On average, less than 20 percent of players have steering wheels and pedals and those sorts of things. Most of them will be playing with the keyboard or a game pad.
GamesBeat: Do you think more Western developers will be following you into this market?
Jobling: This may be a little controversial, but in the next five to 10 years, you’re going to see a lot of the big Chinese players, the ones with a lot of money, acquiring companies in the West. People like Tencent are just huge.
GamesBeat: In the last two years, that’s already been true. Ninety percent of the biggest acquisitions have been by companies in Asia.
Jobling: That’s only just started. It’s a massive opportunity for western developers who might have not even thought about China. We thought of China fairly early on, because we have our own studio in Chengdu. We came out to Chengdu and saw what was going on and thought, “We need a slice of this.”
Western developers should certainly come out to ChinaJoy and see what’s going on. They’ll find the Chinese very collaborative. There’s a lot of good opportunities for western developers to get their games here.
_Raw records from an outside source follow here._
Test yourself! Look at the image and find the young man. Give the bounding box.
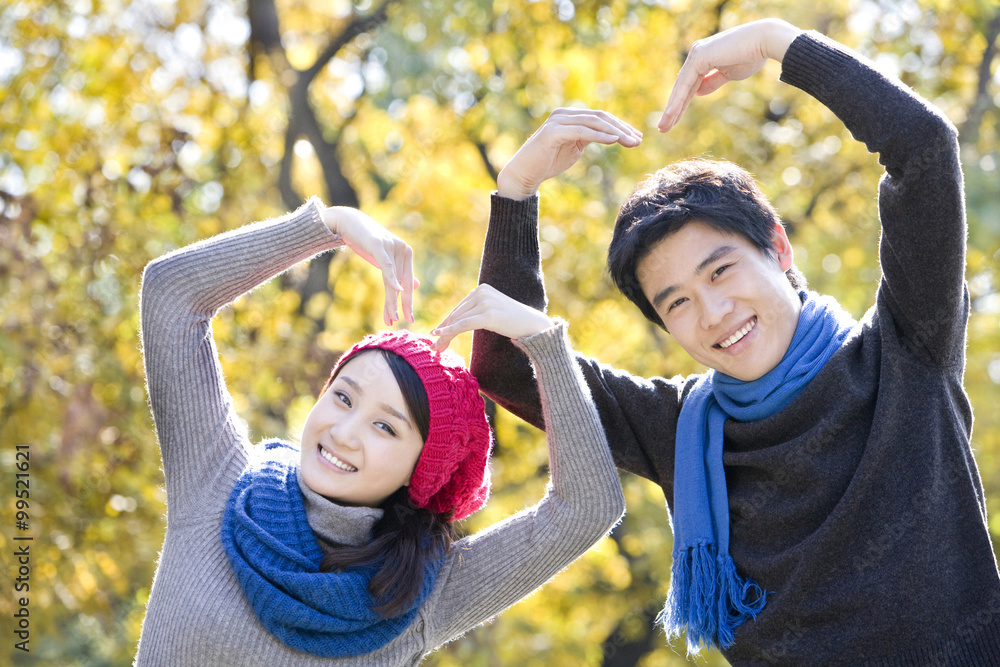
[452,20,1000,665]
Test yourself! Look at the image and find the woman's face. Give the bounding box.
[301,350,424,507]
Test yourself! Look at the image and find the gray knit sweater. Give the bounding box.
[136,201,624,667]
[472,33,1000,667]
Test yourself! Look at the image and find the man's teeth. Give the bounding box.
[319,447,358,472]
[719,319,757,350]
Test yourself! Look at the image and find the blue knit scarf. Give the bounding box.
[658,292,854,653]
[222,442,440,658]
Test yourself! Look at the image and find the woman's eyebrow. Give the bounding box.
[340,375,413,429]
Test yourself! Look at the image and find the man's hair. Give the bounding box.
[608,158,806,329]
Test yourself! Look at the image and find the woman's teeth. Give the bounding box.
[319,447,358,472]
[719,318,757,350]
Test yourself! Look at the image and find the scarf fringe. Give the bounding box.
[656,544,767,655]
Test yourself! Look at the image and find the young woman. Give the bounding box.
[136,199,624,667]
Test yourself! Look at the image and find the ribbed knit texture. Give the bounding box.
[222,441,441,658]
[472,33,1000,667]
[136,202,624,667]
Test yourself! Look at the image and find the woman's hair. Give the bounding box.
[319,348,455,617]
[608,158,806,327]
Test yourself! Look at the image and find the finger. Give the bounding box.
[694,69,729,97]
[376,248,403,324]
[549,109,642,145]
[431,290,479,335]
[657,56,707,132]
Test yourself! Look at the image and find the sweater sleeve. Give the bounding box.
[781,32,969,368]
[428,322,625,646]
[140,200,342,521]
[470,193,685,486]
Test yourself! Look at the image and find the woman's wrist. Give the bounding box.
[320,206,343,236]
[497,169,538,201]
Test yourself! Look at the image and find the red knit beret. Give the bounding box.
[333,330,492,521]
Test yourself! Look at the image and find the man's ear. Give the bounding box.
[771,222,795,271]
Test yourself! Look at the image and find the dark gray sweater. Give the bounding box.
[472,33,1000,666]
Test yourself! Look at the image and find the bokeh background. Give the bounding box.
[0,0,1000,667]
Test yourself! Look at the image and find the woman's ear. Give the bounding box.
[771,222,795,272]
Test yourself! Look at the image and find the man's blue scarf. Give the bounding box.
[222,442,440,658]
[658,292,854,653]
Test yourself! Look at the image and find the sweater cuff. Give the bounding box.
[484,192,538,257]
[780,30,864,104]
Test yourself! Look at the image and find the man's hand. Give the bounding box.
[321,206,420,326]
[431,283,555,350]
[497,109,642,200]
[657,19,802,132]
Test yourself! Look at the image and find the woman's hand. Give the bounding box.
[322,206,420,326]
[497,109,642,199]
[431,284,555,350]
[658,19,802,132]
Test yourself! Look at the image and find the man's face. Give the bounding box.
[637,222,802,381]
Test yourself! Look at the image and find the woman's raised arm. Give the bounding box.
[140,198,414,521]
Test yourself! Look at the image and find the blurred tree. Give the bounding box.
[0,0,1000,667]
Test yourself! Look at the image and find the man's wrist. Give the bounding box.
[762,19,804,63]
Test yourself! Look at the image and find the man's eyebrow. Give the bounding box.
[653,245,736,308]
[340,375,413,429]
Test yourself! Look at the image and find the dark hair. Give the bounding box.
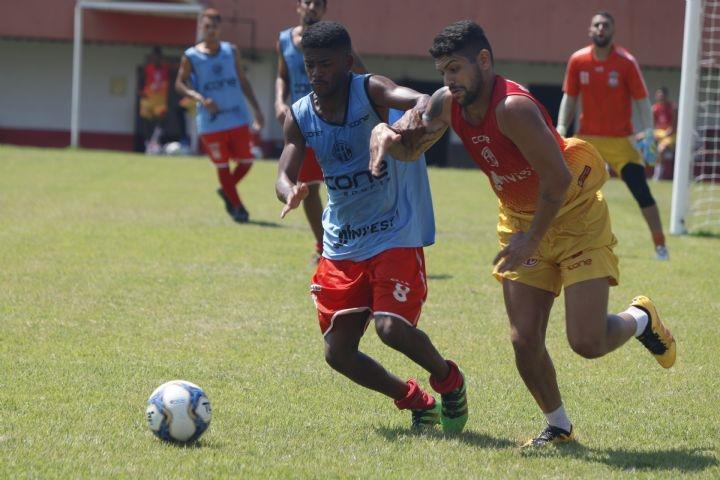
[300,21,352,53]
[430,20,494,61]
[593,11,615,26]
[202,8,221,23]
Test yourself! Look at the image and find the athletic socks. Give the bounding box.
[623,307,650,338]
[395,378,435,410]
[544,403,572,432]
[217,167,240,208]
[430,360,463,395]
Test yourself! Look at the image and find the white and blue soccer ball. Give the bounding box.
[145,380,212,443]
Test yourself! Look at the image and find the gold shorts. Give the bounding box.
[493,139,620,296]
[576,135,645,175]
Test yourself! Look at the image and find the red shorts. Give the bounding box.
[298,147,324,183]
[310,248,427,335]
[200,125,253,168]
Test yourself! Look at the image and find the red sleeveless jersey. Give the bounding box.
[452,75,565,212]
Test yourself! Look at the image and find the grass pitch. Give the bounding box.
[0,146,720,479]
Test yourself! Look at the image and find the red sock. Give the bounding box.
[233,163,252,185]
[430,360,463,395]
[217,167,240,208]
[395,378,435,410]
[652,232,665,247]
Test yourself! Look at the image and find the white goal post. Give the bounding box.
[670,0,720,235]
[70,0,203,147]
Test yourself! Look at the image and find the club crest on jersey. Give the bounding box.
[480,146,500,168]
[608,70,620,87]
[333,142,352,162]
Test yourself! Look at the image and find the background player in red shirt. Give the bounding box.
[370,21,675,446]
[557,12,669,260]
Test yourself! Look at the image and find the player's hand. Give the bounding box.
[368,123,401,176]
[493,232,539,273]
[202,98,220,113]
[275,103,292,125]
[280,182,310,218]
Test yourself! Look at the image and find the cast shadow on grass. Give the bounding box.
[375,427,518,450]
[522,442,720,472]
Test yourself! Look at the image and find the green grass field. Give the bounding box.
[0,146,720,479]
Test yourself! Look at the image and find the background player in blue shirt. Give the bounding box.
[275,0,366,261]
[276,22,467,432]
[175,8,265,223]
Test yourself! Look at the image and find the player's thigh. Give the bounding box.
[298,147,324,184]
[565,278,610,345]
[310,257,372,335]
[228,125,253,163]
[200,131,230,168]
[370,248,427,326]
[502,279,555,346]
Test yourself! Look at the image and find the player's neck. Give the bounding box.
[312,74,350,124]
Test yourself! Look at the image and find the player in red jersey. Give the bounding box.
[370,21,675,446]
[557,12,669,260]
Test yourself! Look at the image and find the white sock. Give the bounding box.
[623,307,650,337]
[545,403,572,432]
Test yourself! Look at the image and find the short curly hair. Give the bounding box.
[300,21,352,53]
[430,20,494,61]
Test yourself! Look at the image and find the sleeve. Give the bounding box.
[627,59,648,100]
[563,55,580,97]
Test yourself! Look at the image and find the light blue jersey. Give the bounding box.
[292,74,435,261]
[185,42,250,135]
[279,27,312,104]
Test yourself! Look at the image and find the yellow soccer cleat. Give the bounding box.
[630,295,675,368]
[520,425,575,448]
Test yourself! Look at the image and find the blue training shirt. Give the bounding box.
[292,73,435,261]
[279,27,312,104]
[185,42,250,134]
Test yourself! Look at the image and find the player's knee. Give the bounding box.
[375,316,407,348]
[510,328,545,356]
[621,163,655,208]
[570,338,607,359]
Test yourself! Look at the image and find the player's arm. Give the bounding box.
[275,41,290,125]
[275,114,309,218]
[233,45,265,130]
[493,95,572,272]
[556,93,577,137]
[175,55,217,113]
[368,76,451,174]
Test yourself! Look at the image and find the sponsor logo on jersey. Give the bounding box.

GamesBeat: What do you think about all the involved presentation here, the booth girls and the stage shows? Do you have any option not to do that at this point?
Jobling: I think you do have the option. It appears to us that most people are coming to just play the games. If you put on a show, it does help to drive the traffic toward you. Right now, though, with ACR, I think Oculus Rift is the bigger pull for the crowds.